Dieses Versprechen wird allerdings nur sehr begrenzt eingelöst. Denn obwohl Rolf Kießling in seinem Beitrag über die Bikonfessionalität in Oberdeutschland (119-130) auf die sich im Rahmen der Konfessionalisierung herausbildenden, differenzierten Problemfelder in Reichsstädten und in den so genannten Territoria non clausa eingeht und auch im Katalogteil einige Exponate das 'Alltagsleben' dokumentieren - z. B. anhand von Verhörprotokollen (Kat. Nr. VI.7, 464 f.), obrigkeitlichen Mandaten (Kat. Nr. VI.8, 465 f.), Votivbildern (Kat. Nr. VI.26, 483-488) und exemplarischen Biografien von Zeitgenossen wie Philipp Apian (Kat. Nr. VI.24, 481 f.) -, bleibt die Perspektive von "unten nach oben" äußerst unscharf und liefert keineswegs ein mit der Perspektive von "oben nach unten" vergleichbares, umfassendes Gesamtbild des Alltagslebens im Konfessionellen Zeitalter.
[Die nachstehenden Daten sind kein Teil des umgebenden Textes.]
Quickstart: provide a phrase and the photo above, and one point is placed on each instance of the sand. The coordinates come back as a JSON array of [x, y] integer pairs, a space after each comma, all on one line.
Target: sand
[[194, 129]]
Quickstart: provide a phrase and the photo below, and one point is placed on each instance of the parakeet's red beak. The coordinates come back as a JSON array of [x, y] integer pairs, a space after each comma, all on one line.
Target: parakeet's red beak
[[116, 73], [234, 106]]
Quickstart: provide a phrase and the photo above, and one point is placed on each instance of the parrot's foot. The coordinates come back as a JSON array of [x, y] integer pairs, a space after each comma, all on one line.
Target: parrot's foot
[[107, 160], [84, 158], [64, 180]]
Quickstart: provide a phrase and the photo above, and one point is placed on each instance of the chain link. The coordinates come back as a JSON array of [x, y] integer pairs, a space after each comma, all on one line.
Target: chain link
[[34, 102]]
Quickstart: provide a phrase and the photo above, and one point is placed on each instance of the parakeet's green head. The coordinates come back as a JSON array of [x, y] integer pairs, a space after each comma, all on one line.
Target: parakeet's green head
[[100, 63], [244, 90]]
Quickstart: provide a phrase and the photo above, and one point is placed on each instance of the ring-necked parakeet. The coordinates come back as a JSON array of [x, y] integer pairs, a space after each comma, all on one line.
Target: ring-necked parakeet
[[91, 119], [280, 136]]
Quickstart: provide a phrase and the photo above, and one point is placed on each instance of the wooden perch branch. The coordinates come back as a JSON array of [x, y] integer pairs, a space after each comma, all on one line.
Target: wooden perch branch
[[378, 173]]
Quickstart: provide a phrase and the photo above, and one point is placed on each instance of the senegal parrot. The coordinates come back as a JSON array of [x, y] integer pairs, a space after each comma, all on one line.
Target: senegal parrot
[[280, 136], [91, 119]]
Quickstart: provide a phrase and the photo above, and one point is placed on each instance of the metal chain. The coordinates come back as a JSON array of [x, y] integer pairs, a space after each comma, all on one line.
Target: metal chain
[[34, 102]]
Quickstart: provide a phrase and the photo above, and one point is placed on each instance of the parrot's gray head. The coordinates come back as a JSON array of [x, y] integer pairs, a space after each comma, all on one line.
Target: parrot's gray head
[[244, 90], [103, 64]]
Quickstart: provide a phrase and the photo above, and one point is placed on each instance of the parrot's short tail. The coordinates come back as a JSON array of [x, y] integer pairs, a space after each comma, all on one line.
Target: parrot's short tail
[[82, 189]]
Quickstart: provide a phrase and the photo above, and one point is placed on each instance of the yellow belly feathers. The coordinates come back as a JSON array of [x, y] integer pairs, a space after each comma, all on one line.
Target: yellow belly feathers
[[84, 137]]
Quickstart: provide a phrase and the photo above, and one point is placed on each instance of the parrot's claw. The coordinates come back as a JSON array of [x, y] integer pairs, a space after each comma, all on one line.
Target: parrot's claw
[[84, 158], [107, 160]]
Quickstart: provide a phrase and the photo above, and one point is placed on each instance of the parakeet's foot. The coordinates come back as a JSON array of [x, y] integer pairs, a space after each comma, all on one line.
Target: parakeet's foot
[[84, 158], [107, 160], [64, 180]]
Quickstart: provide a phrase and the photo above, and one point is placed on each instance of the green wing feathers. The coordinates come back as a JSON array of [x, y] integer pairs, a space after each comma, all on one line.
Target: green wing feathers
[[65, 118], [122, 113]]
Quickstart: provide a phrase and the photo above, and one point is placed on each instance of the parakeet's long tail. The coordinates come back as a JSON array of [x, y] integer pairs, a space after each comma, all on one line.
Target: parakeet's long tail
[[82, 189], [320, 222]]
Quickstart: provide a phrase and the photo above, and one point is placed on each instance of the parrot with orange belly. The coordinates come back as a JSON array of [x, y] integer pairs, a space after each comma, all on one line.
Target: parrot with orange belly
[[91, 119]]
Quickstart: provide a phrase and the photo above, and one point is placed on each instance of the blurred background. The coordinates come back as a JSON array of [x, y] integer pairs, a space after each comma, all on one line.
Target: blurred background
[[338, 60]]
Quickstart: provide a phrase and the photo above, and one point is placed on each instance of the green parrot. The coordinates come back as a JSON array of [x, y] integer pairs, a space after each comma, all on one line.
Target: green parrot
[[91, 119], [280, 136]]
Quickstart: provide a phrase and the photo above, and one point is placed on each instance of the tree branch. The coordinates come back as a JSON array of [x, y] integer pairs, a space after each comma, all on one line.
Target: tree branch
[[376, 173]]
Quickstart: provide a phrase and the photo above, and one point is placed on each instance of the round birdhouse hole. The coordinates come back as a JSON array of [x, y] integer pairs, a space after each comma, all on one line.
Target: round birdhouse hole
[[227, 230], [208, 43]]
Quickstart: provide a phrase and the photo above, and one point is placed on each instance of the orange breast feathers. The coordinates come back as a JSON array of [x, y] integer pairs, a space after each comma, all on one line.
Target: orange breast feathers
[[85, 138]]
Der Ausstellungskatalog besteht aus zwei Teilen. Der erste Teil umfasst 26 Aufsätze, die von anerkannten Fachleuten aus den Bereichen Geschichte, Rechtsgeschichte, Theologie und Kunstgeschichte verfasst wurden. Ziel ist es, einen "Überblick über den gegenwärtigen Kenntnisstand der einzelnen Disziplinen in dieser Epoche" (Klappentext) zu geben. Die einzelnen Beiträge fokussieren dabei äußerst unterschiedliche Aspekte der Zeit zwischen 1555 und 1648, wobei nicht das eigentliche Zustandekommen des Augsburger Religionsfriedens im Mittelpunkt steht, sondern vielmehr das Konfessionelle Zeitalter, das durch zahlreiche, durch den Augsburger Religionsfrieden hervorgerufene Konflikte sowie die enge Verknüpfung von Konfessionalisierung und Territorialisierung gekennzeichnet ist. Einzelne Aufsätze, so etwa der von Stefan W. Römmelt (258-270) über die Jubiläen des Augsburger Religionsfriedens von 1655 bis 1955 und von Claire Gantet (271-281) über das Augsburger Friedensfest, der bis in die zweite Hälfte des 18. Jahrhunderts reicht, weisen über den eigentlichen Untersuchungszeitraum hinaus.
Der große Umfang des Aufsatzteils macht es unmöglich, auf alle Beiträge einzeln einzugehen, sodass ich mich im Folgenden vor allem auf die Ausführungen zur Bedeutung des Augsburger Religionsfriedens, zu den von diesem ausgehenden Konfliktfeldern sowie den Begrifflichkeiten "Religionsfrieden" und "Parität" beschränken möchte.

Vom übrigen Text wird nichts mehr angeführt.